You should read that other Krugman post where he talks about the different policy implications of their being a constraint on the supply side of the economy or on the demand side.
I don’t understand why you keep mixing these two things up (hint – your Effective Demand constraint is a DEMAND side constraint).
P.S. Regarding rent extraction and productive investment – I don’t think the level of interest rates play a big role. Things like the level of taxes (taxes come in the end mostly out of rents), the structure of taxes, the average level of private indebtedness, the micro-economic structure of markets and real exchange rates are more important.
Keep in mind the global impact of countries like China that have financial repression. They keep interest rates low … so as to transfer economic advantage from savers to borrowers. They are building a country fast.
The US has to compete with China for investment opportunities, so the borrowing costs are lowered here. But there still isn’t as much growth opportunity as in other countries. So even though interest rates are low, productive investment is low.
But China will run into a big problem with years of low interest rates, and the US will too. Inefficiencies in investment accumulate from rates that are too low. and then you combine this with an investment culture which looks for the quick profit, and you see more speculative investment, or the so-called extractive investment. The key is make sure that investments are productive, not speculative. The key to this is to have higher interest rates. Then investment is pushed into areas that will actually create a larger return, not just playing with asset prices.
China is running into this problem of inefficient investments over the years.
Are we sure there is a lot of bad investment going on? Aren’t firms hoarding cash, doing stock buybacks instead of investing.

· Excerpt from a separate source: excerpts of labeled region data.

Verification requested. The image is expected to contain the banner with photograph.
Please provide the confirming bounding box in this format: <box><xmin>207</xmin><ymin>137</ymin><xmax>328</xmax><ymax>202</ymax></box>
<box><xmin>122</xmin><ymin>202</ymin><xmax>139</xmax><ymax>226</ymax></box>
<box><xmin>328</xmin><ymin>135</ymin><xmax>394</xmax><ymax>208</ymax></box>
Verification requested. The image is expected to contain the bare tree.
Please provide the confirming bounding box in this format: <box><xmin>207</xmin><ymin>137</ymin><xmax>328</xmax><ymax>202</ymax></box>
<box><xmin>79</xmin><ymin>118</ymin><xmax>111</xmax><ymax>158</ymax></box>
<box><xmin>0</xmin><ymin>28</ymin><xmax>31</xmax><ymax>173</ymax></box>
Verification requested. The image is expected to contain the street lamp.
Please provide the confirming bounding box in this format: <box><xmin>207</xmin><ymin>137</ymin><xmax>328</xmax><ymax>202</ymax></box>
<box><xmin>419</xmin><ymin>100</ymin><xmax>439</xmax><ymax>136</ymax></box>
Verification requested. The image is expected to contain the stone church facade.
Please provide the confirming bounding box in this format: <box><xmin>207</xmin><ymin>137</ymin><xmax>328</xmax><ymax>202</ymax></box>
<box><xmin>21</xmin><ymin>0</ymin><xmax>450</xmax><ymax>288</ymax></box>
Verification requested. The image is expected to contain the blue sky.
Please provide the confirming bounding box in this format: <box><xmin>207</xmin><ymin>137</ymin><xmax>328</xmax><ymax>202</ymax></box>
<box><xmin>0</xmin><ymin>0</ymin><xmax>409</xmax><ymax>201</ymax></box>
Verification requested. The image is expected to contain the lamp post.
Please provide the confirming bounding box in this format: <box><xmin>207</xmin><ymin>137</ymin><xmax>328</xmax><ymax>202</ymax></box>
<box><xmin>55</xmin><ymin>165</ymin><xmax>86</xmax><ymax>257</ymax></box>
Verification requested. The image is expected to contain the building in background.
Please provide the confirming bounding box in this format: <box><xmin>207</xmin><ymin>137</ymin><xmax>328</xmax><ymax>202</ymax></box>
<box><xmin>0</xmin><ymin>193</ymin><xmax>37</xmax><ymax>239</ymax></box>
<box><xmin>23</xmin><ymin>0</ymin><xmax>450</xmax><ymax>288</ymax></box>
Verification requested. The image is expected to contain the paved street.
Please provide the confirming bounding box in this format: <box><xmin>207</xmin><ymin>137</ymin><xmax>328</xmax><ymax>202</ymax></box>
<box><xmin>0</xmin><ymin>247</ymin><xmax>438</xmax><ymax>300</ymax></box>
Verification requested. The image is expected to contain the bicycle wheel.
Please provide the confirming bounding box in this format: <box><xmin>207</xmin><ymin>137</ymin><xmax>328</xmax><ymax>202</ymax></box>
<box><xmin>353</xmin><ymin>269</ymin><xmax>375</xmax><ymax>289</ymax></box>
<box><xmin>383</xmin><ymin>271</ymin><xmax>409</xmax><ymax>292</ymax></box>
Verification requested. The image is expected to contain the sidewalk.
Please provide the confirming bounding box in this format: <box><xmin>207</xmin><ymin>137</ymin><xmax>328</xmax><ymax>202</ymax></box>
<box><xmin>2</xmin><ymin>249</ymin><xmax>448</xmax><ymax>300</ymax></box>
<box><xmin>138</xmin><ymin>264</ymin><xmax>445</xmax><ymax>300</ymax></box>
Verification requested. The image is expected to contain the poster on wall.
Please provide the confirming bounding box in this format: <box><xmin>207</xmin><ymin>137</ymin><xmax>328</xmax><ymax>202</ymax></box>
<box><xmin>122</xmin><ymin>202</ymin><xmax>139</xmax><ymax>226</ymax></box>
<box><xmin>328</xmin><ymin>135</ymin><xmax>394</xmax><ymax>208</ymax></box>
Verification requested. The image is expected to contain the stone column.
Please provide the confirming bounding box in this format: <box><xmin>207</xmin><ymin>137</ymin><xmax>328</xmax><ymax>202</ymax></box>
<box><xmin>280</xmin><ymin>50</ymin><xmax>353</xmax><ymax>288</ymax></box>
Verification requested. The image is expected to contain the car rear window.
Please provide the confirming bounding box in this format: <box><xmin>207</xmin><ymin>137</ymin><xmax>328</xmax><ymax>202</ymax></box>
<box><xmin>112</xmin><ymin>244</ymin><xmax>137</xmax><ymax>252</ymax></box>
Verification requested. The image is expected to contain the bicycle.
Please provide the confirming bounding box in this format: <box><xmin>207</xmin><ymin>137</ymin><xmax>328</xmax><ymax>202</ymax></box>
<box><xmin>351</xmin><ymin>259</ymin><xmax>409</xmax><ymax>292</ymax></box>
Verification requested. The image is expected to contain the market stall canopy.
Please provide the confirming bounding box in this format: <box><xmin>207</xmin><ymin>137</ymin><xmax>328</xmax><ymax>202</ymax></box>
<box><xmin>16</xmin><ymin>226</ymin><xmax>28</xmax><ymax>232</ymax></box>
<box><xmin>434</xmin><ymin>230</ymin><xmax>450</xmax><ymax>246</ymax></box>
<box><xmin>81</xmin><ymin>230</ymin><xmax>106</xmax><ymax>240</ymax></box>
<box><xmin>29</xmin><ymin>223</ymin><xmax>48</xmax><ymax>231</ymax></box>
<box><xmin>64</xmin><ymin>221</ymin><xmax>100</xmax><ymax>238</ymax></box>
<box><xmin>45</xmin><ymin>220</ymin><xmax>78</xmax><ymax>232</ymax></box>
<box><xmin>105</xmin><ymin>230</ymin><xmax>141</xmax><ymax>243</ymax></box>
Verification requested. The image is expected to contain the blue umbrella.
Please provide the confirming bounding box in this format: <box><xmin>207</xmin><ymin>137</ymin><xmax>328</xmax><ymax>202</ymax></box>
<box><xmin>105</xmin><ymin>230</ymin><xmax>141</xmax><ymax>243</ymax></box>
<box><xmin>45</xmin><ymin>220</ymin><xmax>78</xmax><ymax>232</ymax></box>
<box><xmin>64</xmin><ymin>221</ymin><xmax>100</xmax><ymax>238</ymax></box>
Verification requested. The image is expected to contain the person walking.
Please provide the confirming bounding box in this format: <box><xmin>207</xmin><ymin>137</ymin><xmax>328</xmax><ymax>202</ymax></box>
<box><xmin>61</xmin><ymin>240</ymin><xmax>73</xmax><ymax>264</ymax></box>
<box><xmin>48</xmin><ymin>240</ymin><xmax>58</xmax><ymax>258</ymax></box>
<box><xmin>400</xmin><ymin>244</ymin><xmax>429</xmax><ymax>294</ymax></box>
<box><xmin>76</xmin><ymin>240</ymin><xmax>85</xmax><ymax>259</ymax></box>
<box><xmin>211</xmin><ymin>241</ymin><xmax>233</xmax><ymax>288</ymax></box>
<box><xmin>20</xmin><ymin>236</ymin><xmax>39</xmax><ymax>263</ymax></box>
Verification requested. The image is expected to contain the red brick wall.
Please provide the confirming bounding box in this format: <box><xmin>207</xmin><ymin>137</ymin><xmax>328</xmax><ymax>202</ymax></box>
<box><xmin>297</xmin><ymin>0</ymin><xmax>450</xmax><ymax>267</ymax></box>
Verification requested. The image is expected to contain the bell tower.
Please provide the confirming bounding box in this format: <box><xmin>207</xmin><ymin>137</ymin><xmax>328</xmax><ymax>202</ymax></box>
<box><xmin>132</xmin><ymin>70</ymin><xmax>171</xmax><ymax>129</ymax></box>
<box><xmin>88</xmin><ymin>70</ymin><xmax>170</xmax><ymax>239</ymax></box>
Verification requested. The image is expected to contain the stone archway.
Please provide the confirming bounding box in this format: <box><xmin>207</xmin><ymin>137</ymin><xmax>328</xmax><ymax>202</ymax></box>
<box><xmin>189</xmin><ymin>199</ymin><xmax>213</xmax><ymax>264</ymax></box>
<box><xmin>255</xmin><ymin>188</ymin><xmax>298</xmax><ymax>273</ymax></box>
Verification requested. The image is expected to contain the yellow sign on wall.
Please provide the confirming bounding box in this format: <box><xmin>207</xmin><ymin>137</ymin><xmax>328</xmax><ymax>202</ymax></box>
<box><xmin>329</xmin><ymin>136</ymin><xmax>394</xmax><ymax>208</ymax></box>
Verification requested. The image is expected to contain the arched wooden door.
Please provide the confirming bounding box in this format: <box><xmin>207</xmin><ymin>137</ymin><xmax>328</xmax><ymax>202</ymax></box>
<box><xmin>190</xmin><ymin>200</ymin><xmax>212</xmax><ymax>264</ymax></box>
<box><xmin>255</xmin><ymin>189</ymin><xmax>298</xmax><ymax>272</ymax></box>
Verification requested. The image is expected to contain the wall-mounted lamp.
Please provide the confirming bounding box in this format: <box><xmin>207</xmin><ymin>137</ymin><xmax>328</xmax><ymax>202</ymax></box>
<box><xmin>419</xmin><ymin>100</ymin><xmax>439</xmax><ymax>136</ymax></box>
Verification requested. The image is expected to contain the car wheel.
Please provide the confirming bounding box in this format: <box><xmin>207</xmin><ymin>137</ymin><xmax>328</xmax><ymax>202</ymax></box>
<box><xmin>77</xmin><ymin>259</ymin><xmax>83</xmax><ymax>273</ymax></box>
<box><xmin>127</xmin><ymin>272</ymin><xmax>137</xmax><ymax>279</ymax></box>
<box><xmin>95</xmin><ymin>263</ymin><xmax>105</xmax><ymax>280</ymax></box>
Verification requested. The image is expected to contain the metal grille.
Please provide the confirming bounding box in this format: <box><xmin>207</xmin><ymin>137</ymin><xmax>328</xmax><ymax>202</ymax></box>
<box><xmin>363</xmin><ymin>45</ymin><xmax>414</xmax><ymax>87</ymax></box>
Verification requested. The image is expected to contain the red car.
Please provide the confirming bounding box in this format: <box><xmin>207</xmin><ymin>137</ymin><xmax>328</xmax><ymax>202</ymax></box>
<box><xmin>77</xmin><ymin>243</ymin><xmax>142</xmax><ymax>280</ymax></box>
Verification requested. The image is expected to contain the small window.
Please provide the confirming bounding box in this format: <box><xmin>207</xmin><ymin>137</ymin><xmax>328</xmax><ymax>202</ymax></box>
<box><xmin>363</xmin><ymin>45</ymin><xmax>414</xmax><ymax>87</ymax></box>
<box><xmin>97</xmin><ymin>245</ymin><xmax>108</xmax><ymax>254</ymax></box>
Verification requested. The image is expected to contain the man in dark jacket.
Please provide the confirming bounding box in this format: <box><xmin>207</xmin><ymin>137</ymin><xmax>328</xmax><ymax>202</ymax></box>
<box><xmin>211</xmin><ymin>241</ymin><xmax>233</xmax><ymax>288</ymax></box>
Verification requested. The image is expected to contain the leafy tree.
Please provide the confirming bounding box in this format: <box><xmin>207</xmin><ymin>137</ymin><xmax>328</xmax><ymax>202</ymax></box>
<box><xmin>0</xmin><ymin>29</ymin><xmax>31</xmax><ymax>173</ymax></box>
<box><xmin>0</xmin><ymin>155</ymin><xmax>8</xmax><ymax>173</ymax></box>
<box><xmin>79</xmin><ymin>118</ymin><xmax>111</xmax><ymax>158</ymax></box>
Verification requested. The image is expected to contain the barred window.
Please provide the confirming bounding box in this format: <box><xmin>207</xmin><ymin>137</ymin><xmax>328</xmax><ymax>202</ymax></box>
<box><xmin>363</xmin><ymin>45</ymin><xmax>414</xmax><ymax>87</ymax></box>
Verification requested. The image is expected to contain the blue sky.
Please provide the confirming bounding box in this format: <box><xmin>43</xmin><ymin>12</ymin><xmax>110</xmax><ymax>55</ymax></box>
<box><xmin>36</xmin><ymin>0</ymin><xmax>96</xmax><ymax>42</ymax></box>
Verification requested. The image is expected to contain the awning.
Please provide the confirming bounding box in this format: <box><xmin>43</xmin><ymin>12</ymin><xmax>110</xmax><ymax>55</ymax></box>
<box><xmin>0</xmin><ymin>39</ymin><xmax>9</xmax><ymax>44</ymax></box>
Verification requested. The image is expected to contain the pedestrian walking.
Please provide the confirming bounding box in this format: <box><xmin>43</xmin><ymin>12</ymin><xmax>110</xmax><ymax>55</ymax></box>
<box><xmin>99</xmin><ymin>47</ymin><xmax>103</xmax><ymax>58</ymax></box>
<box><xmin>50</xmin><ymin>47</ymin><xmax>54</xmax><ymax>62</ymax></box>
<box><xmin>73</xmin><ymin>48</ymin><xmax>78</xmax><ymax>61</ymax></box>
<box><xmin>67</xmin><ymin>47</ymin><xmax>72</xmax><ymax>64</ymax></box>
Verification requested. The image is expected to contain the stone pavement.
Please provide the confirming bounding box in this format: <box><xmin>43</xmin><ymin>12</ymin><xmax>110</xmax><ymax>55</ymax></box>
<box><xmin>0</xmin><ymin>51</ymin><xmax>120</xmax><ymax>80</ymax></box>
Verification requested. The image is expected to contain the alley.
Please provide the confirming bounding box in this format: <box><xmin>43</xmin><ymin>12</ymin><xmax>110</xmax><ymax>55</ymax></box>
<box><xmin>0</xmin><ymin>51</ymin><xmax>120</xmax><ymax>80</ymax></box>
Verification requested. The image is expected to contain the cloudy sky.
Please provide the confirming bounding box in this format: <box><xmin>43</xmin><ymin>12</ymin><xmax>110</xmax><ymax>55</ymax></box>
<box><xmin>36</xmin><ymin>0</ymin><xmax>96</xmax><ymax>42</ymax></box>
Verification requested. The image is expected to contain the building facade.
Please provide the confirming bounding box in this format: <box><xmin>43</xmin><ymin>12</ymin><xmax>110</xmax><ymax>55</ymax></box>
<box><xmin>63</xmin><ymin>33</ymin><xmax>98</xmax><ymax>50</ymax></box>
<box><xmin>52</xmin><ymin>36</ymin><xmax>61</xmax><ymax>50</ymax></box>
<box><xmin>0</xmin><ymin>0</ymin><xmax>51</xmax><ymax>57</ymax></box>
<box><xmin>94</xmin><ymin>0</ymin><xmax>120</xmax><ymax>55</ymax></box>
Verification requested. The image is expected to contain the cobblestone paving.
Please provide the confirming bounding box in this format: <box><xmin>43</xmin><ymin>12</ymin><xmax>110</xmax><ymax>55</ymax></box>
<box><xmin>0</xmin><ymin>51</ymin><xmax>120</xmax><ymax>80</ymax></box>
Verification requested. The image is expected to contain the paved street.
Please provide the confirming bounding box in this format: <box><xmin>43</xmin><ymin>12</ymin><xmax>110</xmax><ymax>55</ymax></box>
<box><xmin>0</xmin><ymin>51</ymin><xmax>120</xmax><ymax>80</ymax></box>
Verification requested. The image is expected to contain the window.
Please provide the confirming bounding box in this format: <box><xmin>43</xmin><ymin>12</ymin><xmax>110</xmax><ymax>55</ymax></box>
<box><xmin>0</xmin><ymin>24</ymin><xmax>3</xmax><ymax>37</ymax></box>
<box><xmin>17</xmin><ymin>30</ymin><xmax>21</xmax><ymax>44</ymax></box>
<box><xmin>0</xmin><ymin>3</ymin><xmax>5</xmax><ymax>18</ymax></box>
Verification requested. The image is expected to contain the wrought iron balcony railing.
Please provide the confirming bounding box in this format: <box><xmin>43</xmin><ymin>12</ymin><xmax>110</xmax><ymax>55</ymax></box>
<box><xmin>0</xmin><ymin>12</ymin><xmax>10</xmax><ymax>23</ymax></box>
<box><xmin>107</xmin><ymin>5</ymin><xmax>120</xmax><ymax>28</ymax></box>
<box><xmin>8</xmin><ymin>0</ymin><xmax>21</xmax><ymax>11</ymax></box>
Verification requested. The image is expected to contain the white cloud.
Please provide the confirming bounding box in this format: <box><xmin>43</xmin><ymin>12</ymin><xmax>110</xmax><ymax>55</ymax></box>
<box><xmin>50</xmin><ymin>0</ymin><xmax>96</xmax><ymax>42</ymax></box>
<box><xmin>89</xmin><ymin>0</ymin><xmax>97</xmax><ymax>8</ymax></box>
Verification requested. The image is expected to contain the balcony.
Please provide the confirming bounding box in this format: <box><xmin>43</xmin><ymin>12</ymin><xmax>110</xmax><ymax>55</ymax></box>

Low rates make it so non-established firms can easily invest more and most productivity growth comes from new firms replacing old unproductive ones. Increased rates could cut off growth of new firms while not hampering old firms investment because they have lots of cash and don’t need low rates to invest.
” Inefficiencies in investment accumulate from rates that are too low. ”
Why do you think this? I know Austrians assert this, but the logic seems a bit fetched to me. The danger is not that we invest too much (what does that even mean) but that we run into supply constraints and end up with accelerating inflation. No sign of that.
In my view, productivity is constrained by effective demand. Thus the economy could not increase productivity at the moment. So there are dynamics that block new productive firms from replacing low productive firms. You might see new productive firms starting and doing well, but you will not see productivity in the aggregate increase because other firms will have to reduce their productivity as a consequence of being against the effective demand limit.
Thus there are pressures against the effective demand limit as new productive firms put pressure on lower productive firms. That pressure creates instabilities in the market. Eventually the lower productive firms progressively collapse. Then you get your recession…
Look at the work of Michael Pettis on China. He is definitely not an Austrian, but he shows that low rates in the financial repression of China has created massive inefficiencies in investment. Do you think that investment opportunities in China have not affected the efficiency of investments in the US? Investment opportunities in China have looked really good. So here in the US, firms must present a rosy picture of returns to compete with the financial repression opportunities in China.
quote from Michael Pettis…
“Third, when China desperately needed investment early in its growth period, this growth in economic activity represented real growth in wealth. But low interest rates, along with the moral hazard created by implicit guarantee of nearly all approved lending, led almost inevitably to a collapse in investment discipline. Financial repression has been the main explanation for the enormous misallocation of capital spending we have seen in China during the past decade.”